The farm will feed solar power into the local grid as part of a power purchase agreement between Borrego Solar and the Olympic Regional Development Authority for Whiteface Mountain Resort.
Though the solar energy will be utilized by the surrounding Champlain community, Whiteface will receive credit for the power and have about 40 percent of its electric needs generated from the agreement, Gore Mountain General Manager Mike Pratt said.
The Champlain Town Council had already approved the solar farm’s decommissioning bond — which will cover the costs to remove the installed solar equipment should Borrego Solar ever abandon the project — at its February regular meeting, following its approval by the Town Zoning Board.
Borrego Solar will lease the land from the Robinsons, and own, operate and maintain the farm.
“The cost of the decommissioning bond was discussed at $101,925.06 the first year and at the 20-year mark it would be $167,016.08, which is a 2.5 percent increase per year for 20 years,” Rob Garrity, a director for project development at Borrego Solar, said at the meeting, according to the minutes.
The bond needed to be approved before building permits could be issued.
Borrego Solar will bid the project out to local businesses, Garrity said, and pay special district taxes, county property taxes and sales tax.
The project is part of an environmental initiative undertaken by New York state and the ORDA — which also oversees the Gore and Belleayre mountain resorts — to run “(their) business units with increased sustainability and efficiency,” according to a press release from Gov. Andrew Cuomo’s office.
Pratt explained that the relationship with Borrego Solar first started with Gore.
“ORDA, through Gore Mountain, developed an RFQ (request for quotation) that resulted in PPA (power purchase agreement) #1 for Gore,” Pratt said.
“Borrego was chosen at this time, for that project. ORDA then released another RFP (request for proposals) for the efforts at Whiteface, Gore and Belleayre. Borrego was again chosen.”
Mr. Robinson said Borrego Solar approached him about the project in the spring of 2015.
The Robinsons’ property, Garrity said, was chosen due to its location near a New York State Electric and Gas substation.
Additionally, most of Clinton County was deemed a strategic zone by the New York State Energy Research and Development Authority.
“NYSEG said, ‘We want this region to have more solar development (than other regions) because of its infrastructure.

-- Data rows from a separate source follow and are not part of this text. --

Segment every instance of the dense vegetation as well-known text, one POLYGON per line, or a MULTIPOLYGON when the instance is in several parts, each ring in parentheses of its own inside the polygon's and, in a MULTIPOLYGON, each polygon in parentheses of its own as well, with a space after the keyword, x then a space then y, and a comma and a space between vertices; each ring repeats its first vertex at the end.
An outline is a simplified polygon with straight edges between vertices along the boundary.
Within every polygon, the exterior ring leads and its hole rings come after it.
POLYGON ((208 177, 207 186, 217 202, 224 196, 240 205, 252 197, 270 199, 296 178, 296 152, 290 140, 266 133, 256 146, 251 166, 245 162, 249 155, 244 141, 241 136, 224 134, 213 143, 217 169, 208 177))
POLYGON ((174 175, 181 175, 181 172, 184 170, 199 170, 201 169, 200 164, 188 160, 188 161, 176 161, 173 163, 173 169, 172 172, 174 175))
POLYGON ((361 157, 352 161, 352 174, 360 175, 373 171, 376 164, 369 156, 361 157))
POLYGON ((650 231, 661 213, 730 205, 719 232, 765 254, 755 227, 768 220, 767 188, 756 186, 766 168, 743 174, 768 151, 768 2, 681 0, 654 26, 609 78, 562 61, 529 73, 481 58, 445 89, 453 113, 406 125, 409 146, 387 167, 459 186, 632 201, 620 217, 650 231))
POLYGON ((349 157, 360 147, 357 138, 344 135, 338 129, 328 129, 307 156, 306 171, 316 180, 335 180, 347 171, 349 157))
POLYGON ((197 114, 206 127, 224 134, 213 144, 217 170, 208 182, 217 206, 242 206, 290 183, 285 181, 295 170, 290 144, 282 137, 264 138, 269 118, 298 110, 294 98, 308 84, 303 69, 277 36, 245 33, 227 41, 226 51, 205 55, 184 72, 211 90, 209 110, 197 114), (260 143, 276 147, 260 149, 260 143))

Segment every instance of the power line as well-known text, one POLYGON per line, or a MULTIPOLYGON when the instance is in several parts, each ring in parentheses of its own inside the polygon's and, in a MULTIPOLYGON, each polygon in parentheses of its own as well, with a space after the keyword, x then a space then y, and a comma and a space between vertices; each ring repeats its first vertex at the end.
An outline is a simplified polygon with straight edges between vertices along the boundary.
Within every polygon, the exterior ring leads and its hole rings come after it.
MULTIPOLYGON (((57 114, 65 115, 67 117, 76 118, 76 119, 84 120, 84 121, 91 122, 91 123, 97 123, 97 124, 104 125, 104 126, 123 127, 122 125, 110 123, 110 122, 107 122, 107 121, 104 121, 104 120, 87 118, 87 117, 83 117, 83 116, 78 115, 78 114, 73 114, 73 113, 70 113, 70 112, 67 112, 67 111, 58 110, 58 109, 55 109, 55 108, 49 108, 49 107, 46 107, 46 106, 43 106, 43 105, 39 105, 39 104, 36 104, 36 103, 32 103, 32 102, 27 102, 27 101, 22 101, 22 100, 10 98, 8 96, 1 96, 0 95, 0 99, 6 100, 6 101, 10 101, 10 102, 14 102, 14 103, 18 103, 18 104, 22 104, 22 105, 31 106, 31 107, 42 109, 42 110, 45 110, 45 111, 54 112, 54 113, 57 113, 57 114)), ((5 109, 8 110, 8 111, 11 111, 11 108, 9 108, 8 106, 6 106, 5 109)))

It’s a place where solar is going to help the grid,” Garrity said.
As a result, he added, the Robinson Solar Farm was eligible for more NYSERDA funding than locations in other regions, such as Essex County where Whiteface is located.
The first array Borrego Solar plans to install, rated at 2.8 megawatts, will take up about 12 acres and comprise 9,032 solar panels, Garrity said.
The company permitted for 28 acres, he added, should it go forward with installing a second 2.8 megawatt system.
“The solar farm will be down on the back end of the farm — it’s not going to bother anybody,” Mr. Robinson said
“It works out over a 30-year lease,” and after 20 years, Borrego Solar can extend the lease for another decade.
Mr. Robinson plans to continue making hay there in addition to the income earned from Borrego Solar.
Though energy from the solar array will never actually make it to Whiteface, energy that flows into the local grid shows up on the resort’s bill as credits through a billing mechanism called remote net metering, Garrity said.
With this method, Borrego installs a solar electrical system, connects it to the NYSEG grid and puts a meter in Whiteface’s name on the array.
The resort is purchasing energy from Borrego Solar instead of owning its own photovoltaic system because a huge portion of the total project cost comes back in tax credits, Garrity explained.
Since ORDA is a public entity, it cannot monetize those tax credits as a private entity like Borrego Solar can.
“It’s a different financial outlook for somebody who doesn’t have tax credits.”
Ready this Year
The first system at the Robinson Solar Farm should be up and running by the end of this year, Garrity said.
According to a chart Pratt provided, Whiteface’s system there is projected to produce 3,416,000 kilowatt hours of solar energy in its first year of operation.
Over a 25-year period, that will offset 58,888 tons of carbon dioxide, the equivalent of taking 12,397 cars off the road, it says.
Pratt said 85 percent of Gore’s power needs will be derived from its own solar power purchase agreement, while Belleayre will draw about 90 percent.
“Gore’s site is in Washington County and is scheduled to come on line this summer. Belleayre’s site is still being finalized and is in the permitting stage.”
He confirmed that ORDA is looking into other renewable energy initiatives for these resorts.
“ORDA is actively trying to expand our renewable portfolios as well as continue to improve the efficiencies of our operations.”